Enerji Zirvesi…
İstanbul 39 sene sonra, ikinci defa Dünya Enerji Kongresine ev sahipliği yapıyor. Enerji iletiminde merkez ülke olmayı hedefleyen Türkiye’nin, zirve dolayısıyla dünya gündemine oturması önemli… Enerji...
İstanbul 39 sene sonra, ikinci defa Dünya Enerji Kongresine ev sahipliği yapıyor. Enerji iletiminde merkez ülke olmayı hedefleyen Türkiye’nin, zirve dolayısıyla dünya gündemine oturması önemli…

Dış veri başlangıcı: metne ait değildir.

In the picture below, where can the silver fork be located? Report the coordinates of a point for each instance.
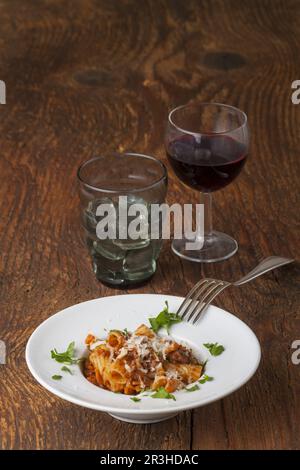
(204, 292)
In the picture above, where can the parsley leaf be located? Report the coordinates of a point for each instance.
(164, 319)
(205, 378)
(215, 349)
(66, 369)
(193, 388)
(162, 393)
(66, 357)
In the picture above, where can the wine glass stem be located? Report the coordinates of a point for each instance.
(206, 200)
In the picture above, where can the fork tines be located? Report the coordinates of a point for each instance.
(199, 297)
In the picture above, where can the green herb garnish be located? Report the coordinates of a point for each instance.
(205, 378)
(193, 388)
(66, 357)
(215, 349)
(164, 319)
(66, 369)
(162, 393)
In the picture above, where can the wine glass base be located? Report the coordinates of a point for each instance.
(217, 247)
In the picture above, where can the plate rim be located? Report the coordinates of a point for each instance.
(138, 411)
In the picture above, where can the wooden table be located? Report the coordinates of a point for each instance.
(85, 77)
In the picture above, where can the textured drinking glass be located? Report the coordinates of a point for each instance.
(102, 180)
(207, 146)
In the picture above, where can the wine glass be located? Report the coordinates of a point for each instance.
(207, 146)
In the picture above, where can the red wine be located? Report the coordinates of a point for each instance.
(208, 164)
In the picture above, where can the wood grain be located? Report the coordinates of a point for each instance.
(85, 77)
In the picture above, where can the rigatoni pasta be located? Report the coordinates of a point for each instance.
(132, 362)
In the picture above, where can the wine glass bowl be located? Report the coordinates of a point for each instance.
(207, 147)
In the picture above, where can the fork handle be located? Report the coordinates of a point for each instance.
(264, 266)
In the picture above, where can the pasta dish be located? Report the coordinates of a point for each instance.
(130, 363)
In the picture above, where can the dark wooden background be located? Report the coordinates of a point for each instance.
(85, 77)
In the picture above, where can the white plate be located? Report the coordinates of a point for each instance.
(233, 368)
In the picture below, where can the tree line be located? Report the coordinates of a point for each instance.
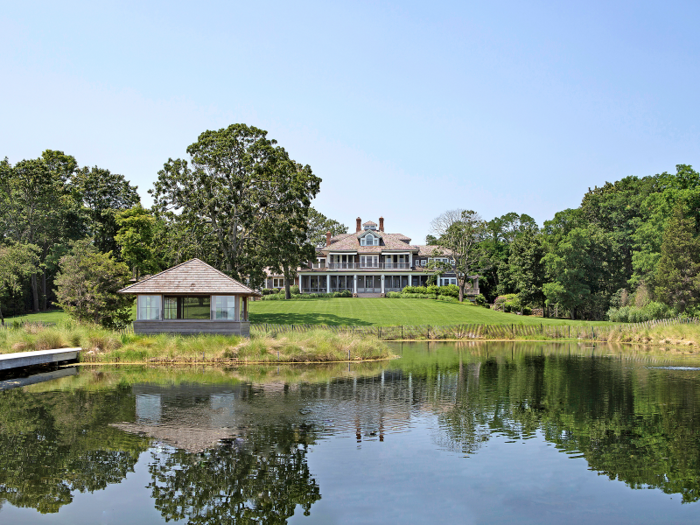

Enerji güvenliği, istisnasız bütün ülkeler için bir ulusal güvenlik konusu!.. Bu kavram, kısaca enerjinin temiz kaynaklardan üretilmesini ve güvenli bir şekilde son ihtiyaç noktasına kadar iletilmesini ifade eder. Dolayısıyla, enerjide ithalat açısından, yüzde 72 oranında dışa bağımlı olan Türkiye gibi ülkeler için, çok daha dikkatli politikaların izlenmesi gerekir. Zira oran olarak, yüzde ellinin üzerindeki bir dışa bağımlılık, her zaman güvenlik limitlerini zorlayabilir. Örnek olarak, Rusya’nın doğalgazına bağımlı olan Avrupa ülkelerinin, bu alanda duydukları tedirginliği hatırlayabiliriz… Bu sebeple dışa bağımlı ülkeler, tek bir kaynak ülkeye mahkûm olmamak için, imkân ölçüsünde kaynak çeşitliliğine giderek, tedarikçi sayısını arttırmaya çalışır. Enerjide 19. Asır kömür asrı idi. 1880’lerden itibaren, yavaş yavaş petrol devreye girdi ve 20 yüzyıl tam anlamıyla bir petrol asrı oldu… 21. Yüzyılın ise doğalgaz asrı olması bekleniyor. İstanbul’da toplanan 23. Dünya Enerji Kongresine sunulan, ‘Büyük Dönüşüm’ raporunda (Accenture Strategy ve Paul Scherrer Enstitüsü tarafından hazırlanmış); dünya enerji tüketimi ve müstakbel ihtiyaçlara dair, çeşitli öngörülerde bulunuluyor. Buna göre 2030 yılında, enerji talebinde bir düşüş bekleniyor. Sebep olarak da teknolojik inovasyon, ülke politikaları ve küresel ekonomide büyüme beklentilerinin azalması gösteriliyor. Bu sebeple gelecek on yılda, enerji sektöründe önemli değişiklikler olacağı belirtiliyor.